Note-se, a propósito, que a estatística oficial chama a madeira energética de “lenha”. Explica também por que os investimentos em pesquisa e desenvolvimento para essa fonte renovável são mínimos quando se considera a sua importância na matriz energética do País e os aumentos da produtividade das biomassas de um modo geral.

O preconceito não tem mais razão de ser. Na Europa, a busca de alternativa aos combustíveis fósseis tem dado ênfase ao uso de densificados, resíduos de madeira industrial e florestal comprimidos sob a forma de pequenos cilindros (pellets), com queima limpa, fácil de manusear e preço competitivo, sobretudo quando se considera a grande vantagem ambiental sobre os combustíveis fósseis que pode substituir.

Apesar de ter metade da densidade energética do óleo combustível, o pellet é usado para substituí-lo nos usos urbanos e, ultimamente, ajuda a reduzir a emissão de CO2 em termelétricas, onde substitui até 30% do carvão mineral (cofiring).

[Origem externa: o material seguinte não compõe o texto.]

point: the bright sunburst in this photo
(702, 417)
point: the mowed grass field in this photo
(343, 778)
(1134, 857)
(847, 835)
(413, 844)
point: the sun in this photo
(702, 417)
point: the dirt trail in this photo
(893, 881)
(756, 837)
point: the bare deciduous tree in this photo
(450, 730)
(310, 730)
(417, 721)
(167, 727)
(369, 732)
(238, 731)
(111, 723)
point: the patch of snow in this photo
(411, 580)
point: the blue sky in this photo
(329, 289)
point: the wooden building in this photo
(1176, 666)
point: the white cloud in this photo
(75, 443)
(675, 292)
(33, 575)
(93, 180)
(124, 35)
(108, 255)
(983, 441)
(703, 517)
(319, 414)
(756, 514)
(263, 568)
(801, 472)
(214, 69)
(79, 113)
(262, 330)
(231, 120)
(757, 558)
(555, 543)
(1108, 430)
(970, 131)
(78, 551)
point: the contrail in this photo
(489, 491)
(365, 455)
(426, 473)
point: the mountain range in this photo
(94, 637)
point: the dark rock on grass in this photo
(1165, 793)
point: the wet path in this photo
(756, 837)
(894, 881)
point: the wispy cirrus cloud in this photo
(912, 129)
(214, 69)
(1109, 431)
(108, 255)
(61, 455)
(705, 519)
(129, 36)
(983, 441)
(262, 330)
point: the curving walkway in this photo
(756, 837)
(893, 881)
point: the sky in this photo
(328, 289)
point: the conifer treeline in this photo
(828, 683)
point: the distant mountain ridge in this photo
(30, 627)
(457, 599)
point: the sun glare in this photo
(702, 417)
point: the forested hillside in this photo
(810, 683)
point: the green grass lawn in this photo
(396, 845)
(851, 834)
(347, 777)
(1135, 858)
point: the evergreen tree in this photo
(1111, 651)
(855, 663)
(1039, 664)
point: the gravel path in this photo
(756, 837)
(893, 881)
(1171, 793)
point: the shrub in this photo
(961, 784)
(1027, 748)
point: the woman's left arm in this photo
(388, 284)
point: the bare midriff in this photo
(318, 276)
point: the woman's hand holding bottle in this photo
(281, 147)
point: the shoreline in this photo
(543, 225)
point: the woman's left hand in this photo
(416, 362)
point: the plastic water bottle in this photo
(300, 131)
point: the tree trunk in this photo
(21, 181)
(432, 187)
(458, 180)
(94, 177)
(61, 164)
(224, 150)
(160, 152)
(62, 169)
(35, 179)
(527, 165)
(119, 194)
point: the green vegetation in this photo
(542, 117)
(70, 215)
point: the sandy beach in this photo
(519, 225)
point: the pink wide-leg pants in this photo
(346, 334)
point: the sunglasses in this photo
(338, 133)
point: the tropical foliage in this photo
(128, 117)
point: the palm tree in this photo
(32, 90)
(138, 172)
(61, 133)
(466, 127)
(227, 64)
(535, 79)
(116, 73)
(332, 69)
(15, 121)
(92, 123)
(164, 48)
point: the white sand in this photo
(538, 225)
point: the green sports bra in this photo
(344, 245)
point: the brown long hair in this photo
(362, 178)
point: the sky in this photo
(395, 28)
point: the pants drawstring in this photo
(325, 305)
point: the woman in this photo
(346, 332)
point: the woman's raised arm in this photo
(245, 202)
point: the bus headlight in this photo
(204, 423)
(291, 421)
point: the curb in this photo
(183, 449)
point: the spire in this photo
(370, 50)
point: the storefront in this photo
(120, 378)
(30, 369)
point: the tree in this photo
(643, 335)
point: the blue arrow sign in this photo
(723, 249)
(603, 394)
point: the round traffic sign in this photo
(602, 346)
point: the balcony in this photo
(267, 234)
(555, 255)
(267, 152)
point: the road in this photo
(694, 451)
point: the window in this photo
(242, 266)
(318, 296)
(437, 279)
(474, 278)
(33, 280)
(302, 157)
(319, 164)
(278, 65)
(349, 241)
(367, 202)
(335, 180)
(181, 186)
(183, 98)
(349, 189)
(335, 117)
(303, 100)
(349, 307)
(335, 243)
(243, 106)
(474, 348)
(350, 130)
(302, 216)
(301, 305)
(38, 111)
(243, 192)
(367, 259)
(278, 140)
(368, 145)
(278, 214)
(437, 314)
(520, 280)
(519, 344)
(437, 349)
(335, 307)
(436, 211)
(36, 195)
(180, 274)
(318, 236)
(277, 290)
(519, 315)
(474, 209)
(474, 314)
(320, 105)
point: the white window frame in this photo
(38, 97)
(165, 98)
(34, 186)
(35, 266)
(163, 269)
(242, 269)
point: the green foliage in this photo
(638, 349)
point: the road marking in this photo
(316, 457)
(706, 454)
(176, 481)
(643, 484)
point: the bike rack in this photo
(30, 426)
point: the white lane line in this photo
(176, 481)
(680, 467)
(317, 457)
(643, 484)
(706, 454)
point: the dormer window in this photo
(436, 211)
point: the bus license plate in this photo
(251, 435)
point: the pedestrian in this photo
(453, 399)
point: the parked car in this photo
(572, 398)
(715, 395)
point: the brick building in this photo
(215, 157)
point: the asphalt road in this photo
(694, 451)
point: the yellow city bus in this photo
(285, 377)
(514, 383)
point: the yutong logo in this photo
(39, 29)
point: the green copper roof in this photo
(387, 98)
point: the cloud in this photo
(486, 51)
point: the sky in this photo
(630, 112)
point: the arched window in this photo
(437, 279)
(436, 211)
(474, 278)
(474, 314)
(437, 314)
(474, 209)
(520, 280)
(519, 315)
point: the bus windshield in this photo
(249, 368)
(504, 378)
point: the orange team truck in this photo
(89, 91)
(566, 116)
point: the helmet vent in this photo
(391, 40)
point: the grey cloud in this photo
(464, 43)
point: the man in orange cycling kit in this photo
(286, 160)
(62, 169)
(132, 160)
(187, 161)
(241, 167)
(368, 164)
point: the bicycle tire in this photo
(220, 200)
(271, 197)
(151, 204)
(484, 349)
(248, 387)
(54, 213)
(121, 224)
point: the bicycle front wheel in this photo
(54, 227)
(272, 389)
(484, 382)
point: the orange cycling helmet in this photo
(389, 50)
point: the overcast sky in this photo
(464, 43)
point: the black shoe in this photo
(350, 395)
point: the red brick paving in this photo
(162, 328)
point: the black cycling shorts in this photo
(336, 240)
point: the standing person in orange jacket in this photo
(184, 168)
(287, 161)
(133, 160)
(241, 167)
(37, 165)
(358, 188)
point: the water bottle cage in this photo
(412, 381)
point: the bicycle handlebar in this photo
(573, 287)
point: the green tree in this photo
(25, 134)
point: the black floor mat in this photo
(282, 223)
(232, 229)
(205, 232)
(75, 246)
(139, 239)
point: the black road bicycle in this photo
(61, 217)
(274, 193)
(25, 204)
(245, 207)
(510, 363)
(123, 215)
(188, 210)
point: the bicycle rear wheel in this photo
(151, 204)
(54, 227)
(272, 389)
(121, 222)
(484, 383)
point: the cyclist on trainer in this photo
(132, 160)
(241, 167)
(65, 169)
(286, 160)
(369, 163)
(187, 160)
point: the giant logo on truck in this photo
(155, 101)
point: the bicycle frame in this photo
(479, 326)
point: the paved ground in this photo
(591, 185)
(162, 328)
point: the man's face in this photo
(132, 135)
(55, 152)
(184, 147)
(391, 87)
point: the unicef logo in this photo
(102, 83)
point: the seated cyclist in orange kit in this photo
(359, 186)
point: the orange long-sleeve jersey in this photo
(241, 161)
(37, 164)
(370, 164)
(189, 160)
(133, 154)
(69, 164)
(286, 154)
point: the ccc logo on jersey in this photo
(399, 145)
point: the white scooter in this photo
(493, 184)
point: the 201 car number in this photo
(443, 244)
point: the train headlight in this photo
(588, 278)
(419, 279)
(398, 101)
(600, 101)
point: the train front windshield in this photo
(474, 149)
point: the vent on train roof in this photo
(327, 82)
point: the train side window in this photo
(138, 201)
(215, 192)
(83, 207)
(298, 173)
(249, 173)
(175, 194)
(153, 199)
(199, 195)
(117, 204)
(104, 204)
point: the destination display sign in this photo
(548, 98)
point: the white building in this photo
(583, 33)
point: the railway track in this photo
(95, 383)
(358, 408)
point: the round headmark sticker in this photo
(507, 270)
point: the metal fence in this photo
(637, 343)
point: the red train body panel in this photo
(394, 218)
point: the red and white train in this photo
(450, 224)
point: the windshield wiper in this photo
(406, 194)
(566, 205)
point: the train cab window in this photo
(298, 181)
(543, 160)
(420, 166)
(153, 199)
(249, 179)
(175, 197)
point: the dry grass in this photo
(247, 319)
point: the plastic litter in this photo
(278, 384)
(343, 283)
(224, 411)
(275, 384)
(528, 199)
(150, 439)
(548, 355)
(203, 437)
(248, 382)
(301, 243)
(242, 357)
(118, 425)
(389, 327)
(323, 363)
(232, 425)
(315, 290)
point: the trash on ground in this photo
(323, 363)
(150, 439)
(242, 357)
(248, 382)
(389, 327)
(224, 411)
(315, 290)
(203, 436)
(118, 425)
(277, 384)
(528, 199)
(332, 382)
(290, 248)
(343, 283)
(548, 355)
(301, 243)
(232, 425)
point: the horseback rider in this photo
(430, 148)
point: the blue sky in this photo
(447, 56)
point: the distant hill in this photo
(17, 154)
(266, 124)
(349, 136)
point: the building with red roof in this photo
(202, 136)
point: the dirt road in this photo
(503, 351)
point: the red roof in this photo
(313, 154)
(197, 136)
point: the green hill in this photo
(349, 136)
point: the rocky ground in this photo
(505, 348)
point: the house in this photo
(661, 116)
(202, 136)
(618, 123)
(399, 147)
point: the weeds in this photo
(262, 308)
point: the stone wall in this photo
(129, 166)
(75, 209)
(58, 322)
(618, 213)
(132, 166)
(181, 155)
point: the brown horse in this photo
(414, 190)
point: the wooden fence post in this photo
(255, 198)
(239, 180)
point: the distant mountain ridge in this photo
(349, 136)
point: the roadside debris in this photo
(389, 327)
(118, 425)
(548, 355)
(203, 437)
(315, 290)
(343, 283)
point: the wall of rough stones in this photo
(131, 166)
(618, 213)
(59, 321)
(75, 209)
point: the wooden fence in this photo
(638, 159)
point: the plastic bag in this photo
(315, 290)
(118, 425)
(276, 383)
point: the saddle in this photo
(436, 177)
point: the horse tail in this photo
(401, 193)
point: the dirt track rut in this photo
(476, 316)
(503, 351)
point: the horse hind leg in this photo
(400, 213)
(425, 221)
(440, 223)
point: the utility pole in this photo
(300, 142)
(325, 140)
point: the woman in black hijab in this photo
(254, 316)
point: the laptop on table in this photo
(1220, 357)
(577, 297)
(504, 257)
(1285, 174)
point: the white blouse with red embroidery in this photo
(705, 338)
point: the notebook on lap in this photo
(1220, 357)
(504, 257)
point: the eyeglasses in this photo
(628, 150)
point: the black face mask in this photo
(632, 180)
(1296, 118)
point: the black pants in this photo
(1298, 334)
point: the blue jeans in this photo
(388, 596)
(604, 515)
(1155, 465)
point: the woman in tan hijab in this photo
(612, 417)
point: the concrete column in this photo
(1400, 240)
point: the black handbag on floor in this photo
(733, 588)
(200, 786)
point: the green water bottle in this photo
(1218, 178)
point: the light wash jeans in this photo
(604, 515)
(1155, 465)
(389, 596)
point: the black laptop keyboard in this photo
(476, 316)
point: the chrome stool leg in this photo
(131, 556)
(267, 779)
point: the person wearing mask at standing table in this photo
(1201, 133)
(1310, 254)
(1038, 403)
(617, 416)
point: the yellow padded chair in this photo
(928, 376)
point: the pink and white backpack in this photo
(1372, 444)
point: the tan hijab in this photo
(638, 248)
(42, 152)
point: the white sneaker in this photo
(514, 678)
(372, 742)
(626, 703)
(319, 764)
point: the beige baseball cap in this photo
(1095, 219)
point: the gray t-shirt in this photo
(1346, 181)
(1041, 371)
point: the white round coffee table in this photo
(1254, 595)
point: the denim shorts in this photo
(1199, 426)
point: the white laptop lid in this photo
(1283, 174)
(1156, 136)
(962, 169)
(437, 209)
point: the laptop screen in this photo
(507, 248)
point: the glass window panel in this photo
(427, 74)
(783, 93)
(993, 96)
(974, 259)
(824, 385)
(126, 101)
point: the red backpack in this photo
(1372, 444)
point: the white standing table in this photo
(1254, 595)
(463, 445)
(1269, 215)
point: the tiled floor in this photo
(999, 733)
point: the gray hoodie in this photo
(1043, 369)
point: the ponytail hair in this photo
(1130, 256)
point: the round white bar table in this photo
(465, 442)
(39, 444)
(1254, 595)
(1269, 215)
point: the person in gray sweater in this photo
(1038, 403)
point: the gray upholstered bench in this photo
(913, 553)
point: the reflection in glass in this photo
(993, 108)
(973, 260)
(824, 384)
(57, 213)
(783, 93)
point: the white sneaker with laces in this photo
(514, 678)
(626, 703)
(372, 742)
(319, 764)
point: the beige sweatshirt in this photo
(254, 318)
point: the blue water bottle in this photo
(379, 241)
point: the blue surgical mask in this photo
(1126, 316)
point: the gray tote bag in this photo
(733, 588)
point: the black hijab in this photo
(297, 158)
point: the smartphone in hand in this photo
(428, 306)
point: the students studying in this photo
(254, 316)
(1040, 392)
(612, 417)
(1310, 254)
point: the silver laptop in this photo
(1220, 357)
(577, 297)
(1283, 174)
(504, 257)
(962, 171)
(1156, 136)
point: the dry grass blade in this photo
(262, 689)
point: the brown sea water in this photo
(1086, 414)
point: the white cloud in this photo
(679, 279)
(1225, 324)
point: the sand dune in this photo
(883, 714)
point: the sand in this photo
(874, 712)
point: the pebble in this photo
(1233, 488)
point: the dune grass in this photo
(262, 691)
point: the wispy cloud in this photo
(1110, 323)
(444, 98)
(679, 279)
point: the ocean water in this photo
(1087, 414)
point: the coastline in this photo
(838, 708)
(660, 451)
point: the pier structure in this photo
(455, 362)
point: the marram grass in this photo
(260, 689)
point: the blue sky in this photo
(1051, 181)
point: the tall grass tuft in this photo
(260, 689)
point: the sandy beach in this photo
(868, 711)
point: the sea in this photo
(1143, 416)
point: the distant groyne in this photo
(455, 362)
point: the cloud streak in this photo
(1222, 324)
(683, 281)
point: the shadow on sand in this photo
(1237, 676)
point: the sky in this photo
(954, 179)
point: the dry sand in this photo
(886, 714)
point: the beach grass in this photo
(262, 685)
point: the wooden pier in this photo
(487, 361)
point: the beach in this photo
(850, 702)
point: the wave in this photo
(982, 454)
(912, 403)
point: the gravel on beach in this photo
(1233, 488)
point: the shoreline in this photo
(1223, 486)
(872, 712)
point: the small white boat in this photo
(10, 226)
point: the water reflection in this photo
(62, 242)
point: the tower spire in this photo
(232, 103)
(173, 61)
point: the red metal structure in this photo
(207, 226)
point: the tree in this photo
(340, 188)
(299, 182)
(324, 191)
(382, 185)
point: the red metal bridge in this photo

O consumo de pellets na Europa pulou de meio para treze milhões de toneladas na primeira década deste século, um crescimento anual explosivo de 38%. Mais de 20% dos pellets são importados dos EUA e do Canadá.

Em 2010, foram estabelecidas normas e padrões internacionais para o biocombustível, que vai se tornando uma importante “commodity energética”, que movimenta em torno de 2 bilhões de euros naquele continente. Com isso, é possível otimizar os processos de produção e dos bicombustíveis densificados. Essas novidades me fazem crer que, mesmo na ausência de estímulos legais, forças de mercado vão organizar, no Brasil, a cadeia da madeira energética.

A demanda para exportação de densificados já tem mobilizado algumas iniciativas, mas sua exportação é dificultada por fatores como a valorização do real, custo de transporte e pequena escala de produção. O exemplo externo, a existência de normas que podem ser adaptadas às condições brasileiras, a possibilidade de reduzir custos de logística, no entanto, fazem prever uma expansão do uso no País.

Cabe lembrar que as tecnologias de produção e uso desses biocombustíveis são compatíveis com a nossa capacidade industrial, que terá acesso aos últimos avanços e desenvolvimentos europeus e norte-americanos. Apesar dos baixos investimentos em P&D para o uso energético da madeira e derivados, o Brasil tem um pequeno, porém competente grupo de especialistas.

Esses avanços também servirão de paradigma para alavancar a cadeia dos pirolizados em geral, notadamente o carvão vegetal. O Brasil é o único país do mundo a produzir gusa com carvão vegetal em larga escala. Pela ausência de enxofre e contaminantes no carvão vegetal, esse gusa tem elevada qualidade.

A organização da cadeia para esse biocombustível e uso dos voláteis orientará o mercado com sinais econômicos adequados à criação e ao  desenvolvimento de biorrefinarias, com o aumento da receita dos produtores do carvão vegetal em bases modernas.  O Brasil terá a oportunidade, assim, de rapidamente liderar o desenvolvimento tecnológico e o domínio da produção e uso desses biocombustíveis, mais adaptados ao País e a todos os países da faixa tropical, para competirem com os combustíveis fósseis.